これによりいつも逃げていた魔物たちがレンに興味を示すようになった。
──そしてその夜。
今夜はいつもより違った雰囲気のある夜だった。
レンの睡眠時間は3時間と鍛錬に費やしている分かなり少ない。当然夜遅くまで剣や武術を磨いているのだが……。
「なんか様子が変だ……」
慣れ親しんだ森では小さな違和感でも大きく感じる。今日は何故か森が静かだった。
鳥の縄張り争いやら虫の大合唱で騒がしかったが今日はそれがなかった。
「ふむむ……」
レンは振るっていた木剣を止めて森を探索することに。違和感があって見逃してましたじゃ済まないからだろう。
「声が聞こえる……」
しばらく適当に歩いていたレンだったが聞き慣れない声が聞こえ足を止めた。
耳を澄ますとどうやら流暢な言葉で会話をしている様子だった。
ここに来て初めての人。こんな森奥の自然に人がやってくる理由など少ないはずだ。
そう考えた彼は声の方に近づき気配を殺した。
草をかき分け少し開けた場所を見つけるとそこには、焚き火を囲む男たちの姿があった。着ている服からして文明がある場所から来たのだろうと予測できる。

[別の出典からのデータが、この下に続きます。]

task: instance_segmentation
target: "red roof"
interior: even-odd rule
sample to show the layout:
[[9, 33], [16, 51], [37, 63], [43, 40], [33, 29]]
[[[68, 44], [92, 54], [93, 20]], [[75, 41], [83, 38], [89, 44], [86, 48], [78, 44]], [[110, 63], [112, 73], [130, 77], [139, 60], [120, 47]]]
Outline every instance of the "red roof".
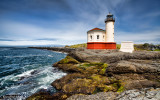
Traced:
[[94, 28], [94, 29], [91, 29], [89, 31], [93, 31], [93, 30], [102, 30], [102, 29], [100, 29], [100, 28]]

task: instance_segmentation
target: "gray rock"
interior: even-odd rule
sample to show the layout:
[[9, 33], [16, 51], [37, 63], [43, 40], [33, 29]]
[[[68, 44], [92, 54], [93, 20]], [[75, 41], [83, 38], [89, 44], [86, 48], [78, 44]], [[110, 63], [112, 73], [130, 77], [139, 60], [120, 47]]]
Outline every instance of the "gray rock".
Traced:
[[115, 92], [100, 92], [93, 95], [73, 95], [67, 100], [160, 100], [160, 88], [127, 90], [121, 94]]

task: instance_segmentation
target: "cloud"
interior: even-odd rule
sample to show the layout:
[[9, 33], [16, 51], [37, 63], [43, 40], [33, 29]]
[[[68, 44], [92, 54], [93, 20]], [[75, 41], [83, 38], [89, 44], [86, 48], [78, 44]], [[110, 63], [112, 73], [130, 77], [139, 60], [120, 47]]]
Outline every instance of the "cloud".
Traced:
[[117, 42], [157, 43], [160, 31], [159, 27], [155, 27], [159, 26], [157, 16], [160, 13], [156, 10], [159, 3], [151, 2], [153, 1], [2, 0], [0, 45], [85, 43], [88, 30], [95, 27], [105, 29], [104, 19], [109, 11], [116, 17]]
[[159, 44], [160, 29], [141, 32], [117, 32], [115, 40], [117, 42], [133, 41], [134, 43], [154, 43]]

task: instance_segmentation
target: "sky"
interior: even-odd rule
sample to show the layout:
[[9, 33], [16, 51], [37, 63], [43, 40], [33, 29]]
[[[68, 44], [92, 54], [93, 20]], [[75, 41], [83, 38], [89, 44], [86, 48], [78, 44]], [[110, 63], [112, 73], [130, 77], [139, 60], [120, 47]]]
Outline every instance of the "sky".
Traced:
[[115, 42], [160, 44], [160, 0], [0, 0], [0, 46], [72, 45], [115, 17]]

さらに装飾品もあって彼らが文明人であることが確定した。
男たちは何かを話しているようだ。
「今日は大量収穫だなぁ」
「結構手に入れた。これでしばらくは安泰だぜ」
「こんな森奥まで逃げて、怪しいと思ったら大量に金色の物を隠していたんだからなー?」
近くにある馬車からは1人の遺体が。商人のような見慣れない服装をしていることから彼らの仲間ではないことが予測できる。
そして馬車から溢れていたのは金の俵。
しかしレンが見ていたのはその金の俵ぐらいだった。
何故か転がっている死体には見向きもしない。そのため収穫やら安泰という言葉を聞いて彼らを農夫と勘違いしたようだ。
「小麦……あれがあればタンパク質だらけだった生活にアクセントを加えられるかもしれない。他にも沢山魔物がいるだろうにあんなに無防備に置いてる……」
運んできたのかかなりの数の馬車があった。到底場所の悪い森では稼働不可能な数だ。
「あ……まずい、小麦に釣られて魔物たちが馬車を狙ってる……」
レンはまだ彼らが農夫であると勘違いしている。物を奪う盗賊である可能性など微塵も考えていない。
そこでとある1匹の飛来する魔物が1人の男を狙った。
「危ないっ!」
レンは日頃から鍛え上げた脚力と魔力で一気にその魔物をはたき落とした。
盗賊たちは驚きに染まる顔を見せていきなり現れた子どもに刃を抜いた。
「なにもんだ!」
どうやら盗賊たちはレンが魔物をはたき落としたことには気がついていないようす。
4人もいるはずなのにだ。
鋭い目つきでレンを睨む盗賊たち。レンは苦笑いをして一歩後ずさった。